Traditionally the gene expression pathway has been regarded as being comprised of independent steps, from RNA transcription to protein translation. To date there is increasing evidence of coupling between the different processes of the pathway, specifically between transcription and splicing. To study the interplay between these processes we derived a transcription-splicing integrated network. The nodes of the network included experimentally verified human proteins belonging to three groups of regulators: transcription factors, splicing factors and kinases. The nodes were wired by instances of predicted transcriptional and alternative splicing regulation. Analysis of the network indicated a pervasive cross-regulation among the nodes; specifically, splicing factors are significantly more connected by alternative splicing regulatory edges relative to the two other subgroups, while transcription factors are more extensively controlled by transcriptional regulation. Furthermore, we found that splicing factors are the most regulated of the three regulatory groups and are subject to extensive combinatorial control by alternative splicing and transcriptional regulation. Consistent with the network results, our bioinformatics analyses showed that the subgroup of kinases have the highest density of predicted phosphorylation sites. Overall, our systematic study reveals that an organizing principle in the logic of integrated networks favor the regulation of regulatory proteins by the specific regulation they conduct. Based on these results, we propose a new regulatory paradigm postulating that gene expression regulation of the master regulators in the cell is predominantly achieved by cross-regulation.

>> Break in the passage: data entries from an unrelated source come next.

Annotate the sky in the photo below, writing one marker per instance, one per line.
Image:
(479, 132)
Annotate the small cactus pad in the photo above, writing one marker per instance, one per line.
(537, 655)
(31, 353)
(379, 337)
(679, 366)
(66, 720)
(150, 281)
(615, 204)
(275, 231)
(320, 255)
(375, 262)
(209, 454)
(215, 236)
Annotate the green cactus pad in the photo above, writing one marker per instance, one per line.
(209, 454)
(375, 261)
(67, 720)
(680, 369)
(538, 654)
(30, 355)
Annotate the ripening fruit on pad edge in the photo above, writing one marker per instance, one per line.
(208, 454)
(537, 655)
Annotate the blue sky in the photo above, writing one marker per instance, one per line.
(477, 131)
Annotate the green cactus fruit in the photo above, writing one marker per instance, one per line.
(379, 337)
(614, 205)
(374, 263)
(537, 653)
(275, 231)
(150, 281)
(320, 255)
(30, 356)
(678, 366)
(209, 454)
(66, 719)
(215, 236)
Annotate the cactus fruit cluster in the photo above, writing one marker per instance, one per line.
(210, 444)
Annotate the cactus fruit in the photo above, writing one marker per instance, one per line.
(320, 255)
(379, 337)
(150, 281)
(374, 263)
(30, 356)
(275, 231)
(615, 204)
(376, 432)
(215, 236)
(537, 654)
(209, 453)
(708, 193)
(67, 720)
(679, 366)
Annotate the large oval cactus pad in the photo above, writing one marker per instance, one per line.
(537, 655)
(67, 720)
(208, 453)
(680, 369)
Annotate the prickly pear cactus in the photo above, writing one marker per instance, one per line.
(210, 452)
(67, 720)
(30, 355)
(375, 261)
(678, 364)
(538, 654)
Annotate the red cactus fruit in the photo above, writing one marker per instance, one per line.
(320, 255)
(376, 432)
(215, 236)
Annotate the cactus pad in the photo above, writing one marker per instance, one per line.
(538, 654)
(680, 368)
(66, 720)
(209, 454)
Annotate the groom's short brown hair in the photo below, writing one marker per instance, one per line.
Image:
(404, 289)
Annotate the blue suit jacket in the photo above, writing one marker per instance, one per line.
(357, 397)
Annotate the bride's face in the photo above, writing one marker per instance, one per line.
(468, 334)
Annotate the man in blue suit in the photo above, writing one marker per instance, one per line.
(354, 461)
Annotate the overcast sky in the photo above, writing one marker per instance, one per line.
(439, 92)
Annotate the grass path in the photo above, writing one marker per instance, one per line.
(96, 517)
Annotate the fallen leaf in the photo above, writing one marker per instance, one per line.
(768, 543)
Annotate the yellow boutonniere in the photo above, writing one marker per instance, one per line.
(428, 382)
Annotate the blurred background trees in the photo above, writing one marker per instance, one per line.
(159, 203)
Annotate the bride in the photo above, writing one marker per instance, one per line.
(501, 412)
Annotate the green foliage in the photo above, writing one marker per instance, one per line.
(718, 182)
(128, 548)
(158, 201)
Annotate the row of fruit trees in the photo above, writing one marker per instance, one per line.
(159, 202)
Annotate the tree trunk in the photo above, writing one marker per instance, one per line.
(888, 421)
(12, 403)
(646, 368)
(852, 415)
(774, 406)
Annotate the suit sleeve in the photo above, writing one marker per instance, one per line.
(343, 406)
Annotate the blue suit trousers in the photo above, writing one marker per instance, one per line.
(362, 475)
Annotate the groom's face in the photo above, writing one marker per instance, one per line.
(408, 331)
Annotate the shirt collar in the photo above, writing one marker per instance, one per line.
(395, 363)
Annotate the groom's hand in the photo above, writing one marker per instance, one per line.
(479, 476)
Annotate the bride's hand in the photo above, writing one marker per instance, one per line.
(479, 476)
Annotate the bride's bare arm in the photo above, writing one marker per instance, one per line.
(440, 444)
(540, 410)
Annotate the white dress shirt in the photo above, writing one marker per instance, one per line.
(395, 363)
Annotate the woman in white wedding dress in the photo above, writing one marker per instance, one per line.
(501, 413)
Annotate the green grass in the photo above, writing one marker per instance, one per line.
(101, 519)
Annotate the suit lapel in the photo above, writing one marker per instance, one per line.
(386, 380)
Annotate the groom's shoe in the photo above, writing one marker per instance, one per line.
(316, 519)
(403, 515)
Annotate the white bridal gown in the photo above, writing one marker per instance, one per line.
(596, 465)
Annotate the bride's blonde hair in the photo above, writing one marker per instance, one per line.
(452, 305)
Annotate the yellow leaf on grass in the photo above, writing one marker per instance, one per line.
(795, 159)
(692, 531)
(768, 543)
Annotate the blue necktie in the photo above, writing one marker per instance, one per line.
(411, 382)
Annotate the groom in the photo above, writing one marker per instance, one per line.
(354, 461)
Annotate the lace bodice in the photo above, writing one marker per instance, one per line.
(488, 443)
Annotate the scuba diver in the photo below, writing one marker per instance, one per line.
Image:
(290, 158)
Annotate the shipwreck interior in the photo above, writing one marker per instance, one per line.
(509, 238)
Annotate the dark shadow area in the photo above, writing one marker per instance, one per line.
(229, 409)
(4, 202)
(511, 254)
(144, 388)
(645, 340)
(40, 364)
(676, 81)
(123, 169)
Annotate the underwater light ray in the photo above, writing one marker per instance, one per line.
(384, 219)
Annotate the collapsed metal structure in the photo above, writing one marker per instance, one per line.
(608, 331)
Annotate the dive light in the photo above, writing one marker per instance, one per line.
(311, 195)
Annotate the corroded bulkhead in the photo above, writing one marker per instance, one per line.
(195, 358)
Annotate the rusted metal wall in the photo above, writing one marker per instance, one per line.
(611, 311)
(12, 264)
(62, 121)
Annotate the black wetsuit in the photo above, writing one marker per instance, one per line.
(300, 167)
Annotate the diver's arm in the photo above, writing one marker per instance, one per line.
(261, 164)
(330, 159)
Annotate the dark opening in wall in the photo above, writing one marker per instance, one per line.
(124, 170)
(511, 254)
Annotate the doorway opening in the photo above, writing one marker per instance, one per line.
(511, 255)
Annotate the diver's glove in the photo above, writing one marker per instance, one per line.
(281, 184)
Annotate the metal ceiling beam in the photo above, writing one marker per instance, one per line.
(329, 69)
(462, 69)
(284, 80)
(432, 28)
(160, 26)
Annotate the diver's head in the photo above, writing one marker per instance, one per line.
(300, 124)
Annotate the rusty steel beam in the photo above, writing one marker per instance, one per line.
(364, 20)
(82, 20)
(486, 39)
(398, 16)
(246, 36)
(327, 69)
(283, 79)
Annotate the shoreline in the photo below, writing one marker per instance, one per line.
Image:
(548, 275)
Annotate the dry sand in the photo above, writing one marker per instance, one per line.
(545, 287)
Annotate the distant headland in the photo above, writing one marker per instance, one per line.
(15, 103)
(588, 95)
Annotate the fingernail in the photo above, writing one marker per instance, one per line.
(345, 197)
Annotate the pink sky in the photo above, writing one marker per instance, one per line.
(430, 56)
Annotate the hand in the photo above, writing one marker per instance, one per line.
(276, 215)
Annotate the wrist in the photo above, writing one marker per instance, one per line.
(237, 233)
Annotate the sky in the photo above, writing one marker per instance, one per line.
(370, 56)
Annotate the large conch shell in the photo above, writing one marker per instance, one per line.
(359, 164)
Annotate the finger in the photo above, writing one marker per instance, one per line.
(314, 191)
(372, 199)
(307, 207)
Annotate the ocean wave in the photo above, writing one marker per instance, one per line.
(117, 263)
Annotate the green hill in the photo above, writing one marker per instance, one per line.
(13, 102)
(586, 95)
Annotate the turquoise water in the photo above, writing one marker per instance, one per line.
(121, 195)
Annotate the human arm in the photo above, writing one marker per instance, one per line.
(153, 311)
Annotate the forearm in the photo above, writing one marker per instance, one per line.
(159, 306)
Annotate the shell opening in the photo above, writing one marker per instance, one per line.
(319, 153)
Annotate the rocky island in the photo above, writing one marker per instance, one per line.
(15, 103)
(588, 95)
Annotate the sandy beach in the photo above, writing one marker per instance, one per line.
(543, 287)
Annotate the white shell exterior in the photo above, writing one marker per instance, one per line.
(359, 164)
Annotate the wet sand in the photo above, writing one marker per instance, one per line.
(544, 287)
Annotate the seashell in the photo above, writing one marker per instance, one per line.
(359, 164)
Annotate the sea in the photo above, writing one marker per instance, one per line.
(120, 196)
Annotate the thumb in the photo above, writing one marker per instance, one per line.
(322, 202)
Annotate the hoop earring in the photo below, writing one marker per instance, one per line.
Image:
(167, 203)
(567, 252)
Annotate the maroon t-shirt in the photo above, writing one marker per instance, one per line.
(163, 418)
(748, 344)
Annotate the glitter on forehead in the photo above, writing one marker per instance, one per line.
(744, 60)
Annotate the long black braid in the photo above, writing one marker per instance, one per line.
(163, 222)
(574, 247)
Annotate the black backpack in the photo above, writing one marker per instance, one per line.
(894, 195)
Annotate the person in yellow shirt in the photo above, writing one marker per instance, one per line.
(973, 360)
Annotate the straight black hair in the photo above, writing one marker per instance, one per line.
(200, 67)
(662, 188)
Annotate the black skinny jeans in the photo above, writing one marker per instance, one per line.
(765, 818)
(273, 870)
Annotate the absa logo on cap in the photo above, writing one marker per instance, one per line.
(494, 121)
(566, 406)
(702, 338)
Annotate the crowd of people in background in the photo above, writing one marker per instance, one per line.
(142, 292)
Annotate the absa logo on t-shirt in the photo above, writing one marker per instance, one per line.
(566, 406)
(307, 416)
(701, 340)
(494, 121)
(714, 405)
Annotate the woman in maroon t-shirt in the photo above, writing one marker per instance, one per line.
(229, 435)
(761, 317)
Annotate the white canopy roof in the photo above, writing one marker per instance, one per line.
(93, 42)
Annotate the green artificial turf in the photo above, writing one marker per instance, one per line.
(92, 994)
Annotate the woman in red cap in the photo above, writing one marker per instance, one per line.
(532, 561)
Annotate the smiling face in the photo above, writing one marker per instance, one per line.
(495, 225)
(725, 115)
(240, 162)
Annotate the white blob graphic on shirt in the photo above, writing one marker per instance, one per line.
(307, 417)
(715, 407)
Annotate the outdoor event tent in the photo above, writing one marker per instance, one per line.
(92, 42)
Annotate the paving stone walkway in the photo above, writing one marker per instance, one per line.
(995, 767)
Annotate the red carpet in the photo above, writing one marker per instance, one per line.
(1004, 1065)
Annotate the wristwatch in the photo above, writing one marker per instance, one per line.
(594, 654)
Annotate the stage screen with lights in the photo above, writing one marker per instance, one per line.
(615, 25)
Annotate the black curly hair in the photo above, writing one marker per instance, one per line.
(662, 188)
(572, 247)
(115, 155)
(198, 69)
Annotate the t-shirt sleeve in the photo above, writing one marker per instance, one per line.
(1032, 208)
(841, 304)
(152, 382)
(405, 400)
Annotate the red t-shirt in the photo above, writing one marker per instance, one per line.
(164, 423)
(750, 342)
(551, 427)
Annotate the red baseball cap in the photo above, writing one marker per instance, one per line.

The operation of a living cell depends on its ability to regulate its different functions. The master regulators in the cell are proteins, which control the function of many other genes by several mechanisms. Transcription factors can differentially activate or repress the transcription of genes by binding to their regulatory elements. A second major mechanism of gene expression regulation occurs at the level of alternative splicing. Alternative splicing is regulated by splicing factors that bind to short regulatory motifs on the RNA and dictate the final gene architecture. To date there is increasing evidence of coupling between transcription and splicing. In this study, we modeled a network integrating the two regulations. Analysis of the network indicated that splicing factors were more often regulated by alternative splicing while transcription factors were more extensively controlled by transcriptional regulation. Overall, we postulate that regulatory proteins in the cell are controlled preferentially by the specific regulation they conduct.